Layman's new large format photographs are featured in the first gallery, along with his uniquely conceived installation in the adjacent space. On display in the second gallery are pictures that Layman captured during a 24-hour silent retreat within the confines of his bathroom. During his self-imposed home retreat, the artist absorbs and reflects the experience of listening to National Public Radio’s perpetual news cycle through images on his phone camera. Every picture included in Never Was A Thing is imbued with Layman’s intensive process: a record of unflinching visual absorption and a meditation on the subjective nature of reality.

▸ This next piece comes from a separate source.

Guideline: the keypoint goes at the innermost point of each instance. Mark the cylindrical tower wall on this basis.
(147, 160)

Layman’s work has appeared in Lifelike, a traveling exhibition organized by the Walker Art Center (Minneapolis, MN) second nature: abstract photography then and now, at the DeCordova Sculpture Park and Museum (Lincoln, MA), and Paradise, a solo show at the Frye Art Museum (Seattle, WA). Layman’s work is included in numerous private and public collections, including the Frye Art Museum, the Henry Art Gallery (Seattle, WA), the Margulies Collection at the Warehouse (Miami, FL), the Monsen Collection of Photography (Seattle, WA), the Museum of Fine Arts, Houston (Houston, TX), the Norton Museum of Art (West Palm Beach, FL), the Portland Art Museum (Portland, OR), the Seattle Art Museum (Seattle, WA), the Tacoma Art Museum (Tacoma, WA) and the Walker Art Center (Minneapolis, MN). Among the artist’s awards and honors are the Betty Bowen Award from the Seattle Art Museum and the Contemporary Northwest Art Award from the Portland Art Museum in 2013.